4. I have a problem with the Intel Atom (tm) N2800 processor. Maybe you can help me. I am decoding with ffmpeg H.264 from a Logitech C920 camera, video resolution 960 * 720. After decoding, I get the YUYJ420 frame format. With this resolution, I can decode 2 streams at 24 frames per second with the above resolution, but if I flip the video after decoding by 270 degrees, then I rest against the cache limitations (as I understand it), and in the end I can use only 20 frames per second and one stream, if you increase the number of frames, the video falls apart into small squares and terribly slows down. Please tell me what could be the problem? exactly this cache?Most likely you run into the overall system performance. All operations take place on a central processor and with two threads plus postprocessing it can no longer cope. To play back delays, ffmpeg starts skipping frames, so you are seeing artifacts. What CPU usage is there?
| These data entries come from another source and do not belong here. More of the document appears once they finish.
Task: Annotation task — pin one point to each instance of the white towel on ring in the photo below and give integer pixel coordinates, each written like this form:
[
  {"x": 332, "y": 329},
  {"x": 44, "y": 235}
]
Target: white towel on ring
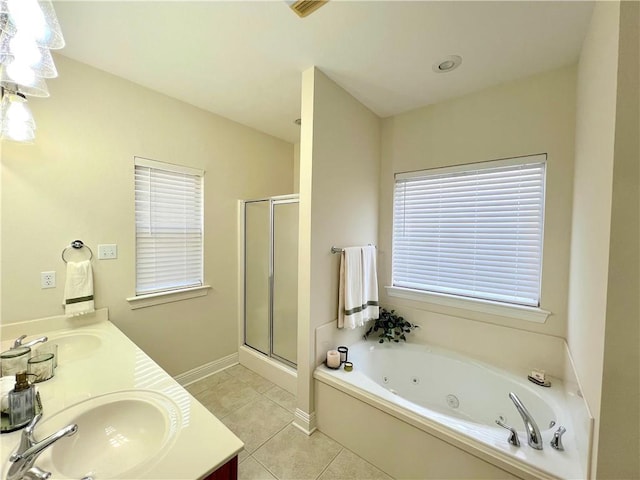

I did not quite understand what format the output was. YUV420? Depending on the format, you need a different set of operations to rotate. Well, there is not much cache, but it, as you know, affects the speed.
Question yurasek
I’m interested in what is the potential of the logic built into the 2nd and 3rd generation Intel Core processors with h.264 hardware decoding? That is, how many, for example, real-time h.264 streams with a resolution of 1280 x 720 (1920 x 1080) / 25 frames per second can be processed by the Intel i7-3770 processor using hardware decoding (if the program code is ideally as optimized as possible) for subsequent display on the screen? How much will the resources of other processor units be involved?Good question. The number of threads physically rests only in the graphic memory. As long as there is enough memory to select surfaces, everything should work. Another issue is performance. Depends on the content you are about to decode. In other words, depending on how the streams were encoded, it takes a different amount of time and resources. Taking into account all these factors (and many others), my rough estimate from my head is up to 20 real time sessions at the same time.